While Olivia’s trajectory of foregoing her college athletics eligibility is an outlier in the girls’ soccer world, this is not the case in men’s pro soccer. Fourteen-year-old Freddy Adu famously signed with D.C. United in 2004. More recently, 15-year-old Leo Torres joined USL’s San Antonio FC earlier this month.
Because of current FIFA and National Women’s Soccer League (NWSL) rules barring female players under the age of 18, Moultrie has some years before she can sign with a professional league in Europe or in the U.S. However, the Oregonian reports that she will be moving from her hometown of Santa Clarita, Calif. to become a developmental player with the Portland Thorns FC, a women’s professional soccer team.
Some individuals have expressed concern that going pro at a young age may result in the soccer phenom “burning out” or being “over-hyped.” However, for those who have followed Moultrie’s prodigious career, the move came as no surprise.

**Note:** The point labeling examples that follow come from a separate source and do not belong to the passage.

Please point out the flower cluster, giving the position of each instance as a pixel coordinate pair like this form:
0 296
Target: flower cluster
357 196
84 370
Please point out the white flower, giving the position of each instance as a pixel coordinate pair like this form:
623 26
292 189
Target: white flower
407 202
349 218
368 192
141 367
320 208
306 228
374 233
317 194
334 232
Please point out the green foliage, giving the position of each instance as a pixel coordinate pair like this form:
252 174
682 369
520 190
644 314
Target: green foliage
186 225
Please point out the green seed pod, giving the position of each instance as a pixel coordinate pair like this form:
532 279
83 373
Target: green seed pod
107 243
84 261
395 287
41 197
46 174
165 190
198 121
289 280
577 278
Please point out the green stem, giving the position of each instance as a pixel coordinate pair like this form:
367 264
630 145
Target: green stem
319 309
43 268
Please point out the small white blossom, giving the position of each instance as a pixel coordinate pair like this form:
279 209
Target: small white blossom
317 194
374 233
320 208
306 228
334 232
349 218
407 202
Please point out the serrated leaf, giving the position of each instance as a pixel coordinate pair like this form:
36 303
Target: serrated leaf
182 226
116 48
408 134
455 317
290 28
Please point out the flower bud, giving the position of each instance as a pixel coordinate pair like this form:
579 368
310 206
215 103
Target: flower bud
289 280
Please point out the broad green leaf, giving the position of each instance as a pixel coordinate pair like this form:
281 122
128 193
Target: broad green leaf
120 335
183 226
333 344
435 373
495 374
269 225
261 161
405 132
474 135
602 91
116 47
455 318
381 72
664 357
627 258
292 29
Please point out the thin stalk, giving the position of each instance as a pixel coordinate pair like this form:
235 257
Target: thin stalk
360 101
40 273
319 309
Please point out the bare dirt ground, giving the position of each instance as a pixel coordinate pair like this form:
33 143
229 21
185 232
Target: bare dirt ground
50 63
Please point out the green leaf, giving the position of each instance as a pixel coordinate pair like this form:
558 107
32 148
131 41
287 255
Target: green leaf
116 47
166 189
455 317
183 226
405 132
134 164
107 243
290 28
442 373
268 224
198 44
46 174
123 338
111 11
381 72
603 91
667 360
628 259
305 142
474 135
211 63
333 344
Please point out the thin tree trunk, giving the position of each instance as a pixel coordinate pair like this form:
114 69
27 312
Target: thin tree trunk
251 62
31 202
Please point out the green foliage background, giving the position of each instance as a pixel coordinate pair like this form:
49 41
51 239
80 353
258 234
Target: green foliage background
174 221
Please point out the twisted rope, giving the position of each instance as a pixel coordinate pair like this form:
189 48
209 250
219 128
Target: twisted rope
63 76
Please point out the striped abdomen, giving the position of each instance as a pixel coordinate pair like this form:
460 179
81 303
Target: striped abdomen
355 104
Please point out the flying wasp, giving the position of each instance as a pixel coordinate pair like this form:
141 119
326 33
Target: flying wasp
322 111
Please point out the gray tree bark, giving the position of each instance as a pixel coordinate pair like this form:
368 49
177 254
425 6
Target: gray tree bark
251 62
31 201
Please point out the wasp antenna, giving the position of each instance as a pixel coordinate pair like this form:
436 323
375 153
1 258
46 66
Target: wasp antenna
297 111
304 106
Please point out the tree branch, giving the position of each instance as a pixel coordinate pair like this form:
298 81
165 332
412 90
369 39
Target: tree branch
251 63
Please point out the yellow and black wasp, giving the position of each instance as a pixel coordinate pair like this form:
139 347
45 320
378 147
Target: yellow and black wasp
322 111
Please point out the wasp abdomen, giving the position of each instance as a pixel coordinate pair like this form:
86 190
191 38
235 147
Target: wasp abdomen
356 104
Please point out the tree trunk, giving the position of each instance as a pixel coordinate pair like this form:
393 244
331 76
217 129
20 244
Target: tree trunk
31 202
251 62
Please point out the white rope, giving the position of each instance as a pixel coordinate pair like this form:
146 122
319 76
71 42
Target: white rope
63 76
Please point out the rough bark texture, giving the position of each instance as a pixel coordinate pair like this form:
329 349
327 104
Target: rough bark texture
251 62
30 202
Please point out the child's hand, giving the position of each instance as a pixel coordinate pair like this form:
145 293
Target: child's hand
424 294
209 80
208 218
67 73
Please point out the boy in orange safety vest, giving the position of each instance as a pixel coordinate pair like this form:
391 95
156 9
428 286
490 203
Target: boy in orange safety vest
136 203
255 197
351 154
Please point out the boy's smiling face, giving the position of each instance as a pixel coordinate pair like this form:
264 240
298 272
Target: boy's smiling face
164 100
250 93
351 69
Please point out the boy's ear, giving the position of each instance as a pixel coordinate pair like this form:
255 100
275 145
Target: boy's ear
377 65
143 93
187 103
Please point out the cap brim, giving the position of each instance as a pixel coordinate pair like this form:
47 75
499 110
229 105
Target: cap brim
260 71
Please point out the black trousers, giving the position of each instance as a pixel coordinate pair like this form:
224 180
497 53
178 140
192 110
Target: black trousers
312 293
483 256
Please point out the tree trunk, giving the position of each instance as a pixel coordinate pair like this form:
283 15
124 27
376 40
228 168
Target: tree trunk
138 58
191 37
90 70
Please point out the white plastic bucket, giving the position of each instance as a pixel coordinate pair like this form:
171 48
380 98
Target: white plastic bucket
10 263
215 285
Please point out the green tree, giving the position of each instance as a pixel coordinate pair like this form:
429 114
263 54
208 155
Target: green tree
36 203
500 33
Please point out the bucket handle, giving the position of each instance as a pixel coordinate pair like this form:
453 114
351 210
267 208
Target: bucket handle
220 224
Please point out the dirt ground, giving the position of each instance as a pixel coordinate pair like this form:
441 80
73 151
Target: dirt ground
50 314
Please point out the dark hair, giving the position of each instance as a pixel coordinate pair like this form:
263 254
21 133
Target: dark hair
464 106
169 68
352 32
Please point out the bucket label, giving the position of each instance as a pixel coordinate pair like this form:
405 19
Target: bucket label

“When I started treating every day like an opportunity and training to be a professional, I really fell in love with the process of trying to become great,” Moultrie told Urban Pitch in 2017. “The truth is I’ve wanted to be a pro and the best for as long as I can remember and that is my number one goal. I feel like I was born for this.”
“And,” Moutrie added. “I love being able to prove people wrong.”